At first, it seems like the ultimate excuse to skip your workout. The "Well" blog of The New York Times ran a column yesterday about Finnish research suggesting that some people, "outliers" on the statistical graphs, do not get measurably fitter when they run or stronger when they lift weights.
Could it really be true? Should some of us just give up? I called Dr. Eddie M. Phillips, head of the Institute of Lifestyle Medicine at Spaulding Rehabilitation Hospital, and asked him to say it ain't so. He kindly obliged with five persuasive reasons, distilled below:
1. The benefits of exercise go far, far beyond the endpoints that the study measured in its subjects. "What was their stress level? How much better did they sleep? What was their mood, their concentration, their appetite? It just goes on and on." In his own practice, Dr. Phillips tends to hear from patients that what they care about is function. They tell him how much exercise has improved their ability to, say, get out of a low chair or walk their dog as far as he wants to go.
2. Researchers already knew that a "scatter chart" of subjects' oxygen capacity during an exercise regime will include "outliers," people who improve much more or less than others. The Finnish study merely highlights those outliers, but the great majority of people fall within the bell curve and do get fitter or stronger from exercise.
3. As one New York Times commenter suggested, Dr. Phillips said, "We’d have to look at exactly how intense the exercise was, because low level exercise is better than none for the population as a whole, but moderate is better, and if you’re talking about weight lifting and really want to see strength-training, you really have to push people. That’s a methodological issue."
4. Yes, genetics may influence a person's response to exercise, but behavior clearly matters. Human genes have not changed enough in the last 30 years to explain the obesity epidemic. "There’s a principle called SAID — specific adaptation to an imposed demand - which means that if I give you weights at any age, and increase the weights, your muscles WILL respond. I could quote the articles where they did this on 90 and 100-year -olds, and their muscles repond. So that seems to be an inexorable truth. And you can see the opposite by just looking at your friends — If you don't use it, you lose it."

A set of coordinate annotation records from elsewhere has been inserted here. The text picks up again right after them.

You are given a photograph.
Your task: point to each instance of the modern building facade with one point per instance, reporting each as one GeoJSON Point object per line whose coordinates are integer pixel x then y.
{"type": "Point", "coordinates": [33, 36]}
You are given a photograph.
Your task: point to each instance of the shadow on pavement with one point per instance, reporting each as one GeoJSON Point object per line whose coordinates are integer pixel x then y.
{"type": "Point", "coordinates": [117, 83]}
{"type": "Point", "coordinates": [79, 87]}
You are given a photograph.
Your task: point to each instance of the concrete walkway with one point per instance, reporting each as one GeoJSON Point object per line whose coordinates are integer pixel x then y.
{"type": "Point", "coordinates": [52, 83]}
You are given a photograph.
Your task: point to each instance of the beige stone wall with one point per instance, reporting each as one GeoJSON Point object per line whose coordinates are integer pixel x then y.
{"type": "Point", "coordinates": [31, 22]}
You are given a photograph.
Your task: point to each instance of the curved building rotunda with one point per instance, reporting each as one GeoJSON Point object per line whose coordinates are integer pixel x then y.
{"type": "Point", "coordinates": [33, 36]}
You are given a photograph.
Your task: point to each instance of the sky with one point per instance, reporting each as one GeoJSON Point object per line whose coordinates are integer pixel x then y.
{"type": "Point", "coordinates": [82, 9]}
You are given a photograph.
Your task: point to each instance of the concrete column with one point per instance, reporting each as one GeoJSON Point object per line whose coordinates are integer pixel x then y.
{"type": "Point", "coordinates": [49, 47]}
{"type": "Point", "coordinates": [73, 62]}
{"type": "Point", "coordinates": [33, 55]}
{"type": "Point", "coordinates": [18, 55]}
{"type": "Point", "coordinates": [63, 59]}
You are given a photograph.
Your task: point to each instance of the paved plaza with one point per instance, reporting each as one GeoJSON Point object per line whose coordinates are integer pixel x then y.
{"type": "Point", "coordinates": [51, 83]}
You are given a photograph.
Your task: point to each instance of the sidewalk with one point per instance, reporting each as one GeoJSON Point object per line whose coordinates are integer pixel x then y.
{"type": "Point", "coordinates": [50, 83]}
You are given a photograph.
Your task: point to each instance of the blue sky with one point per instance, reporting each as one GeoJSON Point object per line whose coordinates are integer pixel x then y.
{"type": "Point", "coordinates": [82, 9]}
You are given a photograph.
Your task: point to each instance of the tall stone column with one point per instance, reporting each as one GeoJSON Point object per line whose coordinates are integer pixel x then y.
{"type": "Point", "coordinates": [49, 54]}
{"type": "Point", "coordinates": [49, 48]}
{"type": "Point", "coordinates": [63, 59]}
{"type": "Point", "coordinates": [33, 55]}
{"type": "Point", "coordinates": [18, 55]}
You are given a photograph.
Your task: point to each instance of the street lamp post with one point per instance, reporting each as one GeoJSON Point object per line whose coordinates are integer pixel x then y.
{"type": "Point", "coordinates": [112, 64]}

5. People look for excuses not to exercise. But the correct response to this study in practice is that the subjects who did not respond may need a different regimen or a different type of exercise. "I would change something in the exercise prescription," Dr. Phillips said. "I’d either change the intensity, the time, or the type of exercise they're doing to see if they get a better response." In general, he said, what he hears from patients is the exact opposite of the non-responders in the study: "I didn’t believe you when you told me that core strengthening would make me a better runner, but i just got a personal best on my last 5K, on the turkey trot."